Le 7 juillet au soir, j’ai dit qu’il fallait développer une coalition, c’était la réponse démocratique. Ensuite, je n’ai pas voulu commenter chaque étape d’un processus qui, dès le départ, était vicié puisque c’était un face-à-face entre un Président et des partis qui faisaient un casting. D’autres noms sont sortis : Laurence Tubiana était un choix excellent. Mais ni Macron, ni les quatre partis de gauche n’ont voulu de ce processus de coalition. Il n’y avait aucune chance que ça fonctionne.
Dès lors, comment comptez-vous faire vivre vos idées ?
Les Insoumis ont développé leur vision du monde, ils l’assument. Le problème, ce n’est pas eux, c’est le reste de la gauche. Qui est-elle ? Savons-nous répondre à cette question de manière claire et convaincante ? On va passer les prochains mois à développer un projet complètement indépendant de LFI, un projet cohérent pour la France. La question, c’est « qui sommes-nous ? ». Il faut procéder par étapes, et la première, c’est celle qui doit nous conduire à produire une offre politique claire et enthousiasmante dans un an.
« Un projet, ce n’est pas des punchlines sur les plateaux télé »
Vous ne voyez donc pas le gouvernement Barnier aller au-delà ?
Ce que je sais, c’est qu’Emmanuel Macron ne peut pas faire de nouvelle dissolution avant juin-juillet 2025. Après, il peut y avoir une nouvelle échéance.
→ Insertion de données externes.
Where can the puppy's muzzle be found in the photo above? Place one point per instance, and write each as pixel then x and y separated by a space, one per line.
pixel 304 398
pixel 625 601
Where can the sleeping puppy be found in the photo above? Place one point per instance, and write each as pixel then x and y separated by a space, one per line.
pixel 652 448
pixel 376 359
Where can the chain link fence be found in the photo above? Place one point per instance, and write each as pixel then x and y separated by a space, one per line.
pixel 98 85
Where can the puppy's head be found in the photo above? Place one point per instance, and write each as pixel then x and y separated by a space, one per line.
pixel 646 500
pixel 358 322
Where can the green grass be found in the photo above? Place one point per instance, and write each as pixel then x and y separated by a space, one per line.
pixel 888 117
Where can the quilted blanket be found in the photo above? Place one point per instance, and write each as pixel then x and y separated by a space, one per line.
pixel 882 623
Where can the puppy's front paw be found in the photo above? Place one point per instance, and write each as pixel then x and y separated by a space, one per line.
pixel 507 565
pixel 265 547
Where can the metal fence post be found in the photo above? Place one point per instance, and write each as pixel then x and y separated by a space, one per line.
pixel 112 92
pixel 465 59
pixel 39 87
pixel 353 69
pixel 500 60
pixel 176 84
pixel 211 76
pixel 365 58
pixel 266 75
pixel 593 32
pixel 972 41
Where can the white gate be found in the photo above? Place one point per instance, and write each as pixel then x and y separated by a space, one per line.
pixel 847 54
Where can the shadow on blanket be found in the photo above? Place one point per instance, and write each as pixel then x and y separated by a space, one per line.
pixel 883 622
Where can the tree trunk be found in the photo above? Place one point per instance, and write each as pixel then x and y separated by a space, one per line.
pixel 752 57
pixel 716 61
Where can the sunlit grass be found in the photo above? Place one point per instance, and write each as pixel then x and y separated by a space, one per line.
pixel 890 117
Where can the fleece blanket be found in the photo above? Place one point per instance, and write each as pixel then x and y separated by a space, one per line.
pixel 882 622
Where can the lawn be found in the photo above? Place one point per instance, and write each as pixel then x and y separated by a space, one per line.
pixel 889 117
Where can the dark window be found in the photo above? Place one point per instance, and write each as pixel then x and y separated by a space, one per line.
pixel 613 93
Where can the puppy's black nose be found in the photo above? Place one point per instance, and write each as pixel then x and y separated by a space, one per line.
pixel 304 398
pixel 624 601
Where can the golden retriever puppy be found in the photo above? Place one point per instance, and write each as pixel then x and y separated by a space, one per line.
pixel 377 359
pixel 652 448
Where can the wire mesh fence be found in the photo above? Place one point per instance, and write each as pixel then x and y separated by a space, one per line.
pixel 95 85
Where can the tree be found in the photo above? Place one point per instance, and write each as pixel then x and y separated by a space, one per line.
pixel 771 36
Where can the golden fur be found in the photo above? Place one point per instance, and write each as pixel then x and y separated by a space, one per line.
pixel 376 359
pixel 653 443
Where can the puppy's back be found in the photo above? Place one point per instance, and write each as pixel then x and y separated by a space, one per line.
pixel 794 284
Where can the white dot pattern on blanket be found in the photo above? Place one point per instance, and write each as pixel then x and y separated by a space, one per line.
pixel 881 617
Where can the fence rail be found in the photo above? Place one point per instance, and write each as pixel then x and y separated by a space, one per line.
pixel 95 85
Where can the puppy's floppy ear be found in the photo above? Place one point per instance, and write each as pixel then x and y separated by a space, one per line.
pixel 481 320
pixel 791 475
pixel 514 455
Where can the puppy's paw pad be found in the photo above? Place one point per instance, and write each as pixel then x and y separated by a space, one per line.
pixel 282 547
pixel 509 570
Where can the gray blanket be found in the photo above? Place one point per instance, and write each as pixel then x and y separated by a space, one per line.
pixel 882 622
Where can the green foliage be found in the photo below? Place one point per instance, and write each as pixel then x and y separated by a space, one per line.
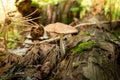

Mais nous n’aurons pas le droit d’être pris de court. Qu’on l’ait été le 9 juin quand il a dissous l’Assemblée, on peut le comprendre. Désormais, ce n’est plus possible. C’est ce travail qu’on va lancer avec Place publique.
Pour mettre le cap vers 2027 ?
Aux européennes, je n’ai parlé que d’Europe. Maintenant, développons le projet car, je l’ai dit, on ne sait pas ce qu’il peut se passer avant. On est dans une période pleine d’incertitude.
Ce week-end, à La Réole, sont annoncés Carole Delga, Anne Hidalgo, Yannick Jadot, Cécile Duflot… Quel sera le message ?
Il y a un espace pour une gauche sociale, démocrate, écologique, humaniste et proeuropéenne. Il faut le construire, y travailler. Et ce travail, ce n’est pas des punchlines sur les plateaux télé.